It was a long stretched out report but you finished it with pics. and now I'll give it a good report rating.


----------



## 01 Aggie (Mar 13, 2006)

He just did not want to get called out with the "this thread is useless..." photo!

Nice load!

Send me a pm if you want to meet up there sometime.


----------



## bearkat51 (Dec 5, 2008)

Thanks johnmyjohn and 01 aggie. I will def pm you if we head that way 01 aggie. It won't probably be for a week or so b/c I am starting a new job at Home Depot. I am also looking at trying the dam below Livingston. It is closer and I have heard good reports coming from there. Tight lines everyone.


----------



## 01 Aggie (Mar 13, 2006)

*2/20/09 Evening*

We hit it again yesterday...3 of us caught somewhere around 25 whites and 7 hybrids/stripers (kept 5 of the big ones.)

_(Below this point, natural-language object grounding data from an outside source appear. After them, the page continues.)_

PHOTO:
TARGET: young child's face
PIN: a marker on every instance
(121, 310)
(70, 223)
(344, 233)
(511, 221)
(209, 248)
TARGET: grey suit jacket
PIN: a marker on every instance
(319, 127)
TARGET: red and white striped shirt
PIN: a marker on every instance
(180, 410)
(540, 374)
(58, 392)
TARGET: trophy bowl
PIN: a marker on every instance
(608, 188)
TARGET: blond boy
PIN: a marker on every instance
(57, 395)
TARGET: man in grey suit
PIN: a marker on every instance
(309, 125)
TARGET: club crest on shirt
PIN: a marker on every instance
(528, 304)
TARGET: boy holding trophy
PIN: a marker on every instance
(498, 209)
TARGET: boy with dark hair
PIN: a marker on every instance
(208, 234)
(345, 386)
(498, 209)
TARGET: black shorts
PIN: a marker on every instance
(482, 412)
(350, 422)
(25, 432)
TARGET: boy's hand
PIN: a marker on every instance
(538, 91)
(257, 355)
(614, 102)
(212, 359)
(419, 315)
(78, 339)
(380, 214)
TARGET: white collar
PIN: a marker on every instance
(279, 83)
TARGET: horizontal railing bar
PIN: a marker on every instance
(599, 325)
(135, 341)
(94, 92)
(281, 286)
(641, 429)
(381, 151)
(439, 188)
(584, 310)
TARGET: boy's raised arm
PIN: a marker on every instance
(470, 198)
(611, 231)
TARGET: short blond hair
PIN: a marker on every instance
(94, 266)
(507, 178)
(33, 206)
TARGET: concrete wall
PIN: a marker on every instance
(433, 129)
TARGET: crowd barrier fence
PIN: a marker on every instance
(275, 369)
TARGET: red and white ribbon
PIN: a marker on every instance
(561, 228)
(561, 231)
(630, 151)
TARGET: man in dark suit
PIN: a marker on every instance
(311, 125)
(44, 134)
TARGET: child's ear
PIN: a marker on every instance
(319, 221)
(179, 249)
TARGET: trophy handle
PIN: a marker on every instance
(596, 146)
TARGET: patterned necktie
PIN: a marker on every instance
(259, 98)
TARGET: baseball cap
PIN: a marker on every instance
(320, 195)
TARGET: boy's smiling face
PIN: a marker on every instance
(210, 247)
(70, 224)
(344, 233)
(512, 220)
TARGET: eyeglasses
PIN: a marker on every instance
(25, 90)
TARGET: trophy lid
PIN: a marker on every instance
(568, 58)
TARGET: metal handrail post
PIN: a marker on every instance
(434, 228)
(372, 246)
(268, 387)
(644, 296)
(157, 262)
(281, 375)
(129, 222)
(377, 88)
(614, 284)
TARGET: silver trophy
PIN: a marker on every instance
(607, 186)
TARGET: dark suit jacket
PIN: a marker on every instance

Guys that fished all day, and with minnows caught limits...we were using roadrunners. No pics uploaded yet.

They are still hitting pretty well as the water is down close to normal and much clearer than last week.


----------



## johnmyjohn (Aug 6, 2006)

You guys don't quit. That's good , go back and catch what would of been my share. Nice report, and keep adding how crowded it is when you go.


----------



## bearkat51 (Dec 5, 2008)

just a few question 01 aggie. Where are y'all fishing? Further down the river from the dam or near the dam? I would like to catch a few more hybrids when I go b/c they are sure fun to reel in. Do you think if I use a bigger bait I would catch them better? Thanks for any info.


----------



## shadslinger (Aug 21, 2005)

Yeah that's a nice stinger of white bass bearkat. I hope you keep on catching them and giving us a report, good job.
SS


----------



## wadefisherman (Oct 26, 2006)

I fished all day @ lock n dam today. There are so many males...very few female (eggless) caught. They did not hit any lures...only on minnows. Very disapointed for 3 hours drive.


----------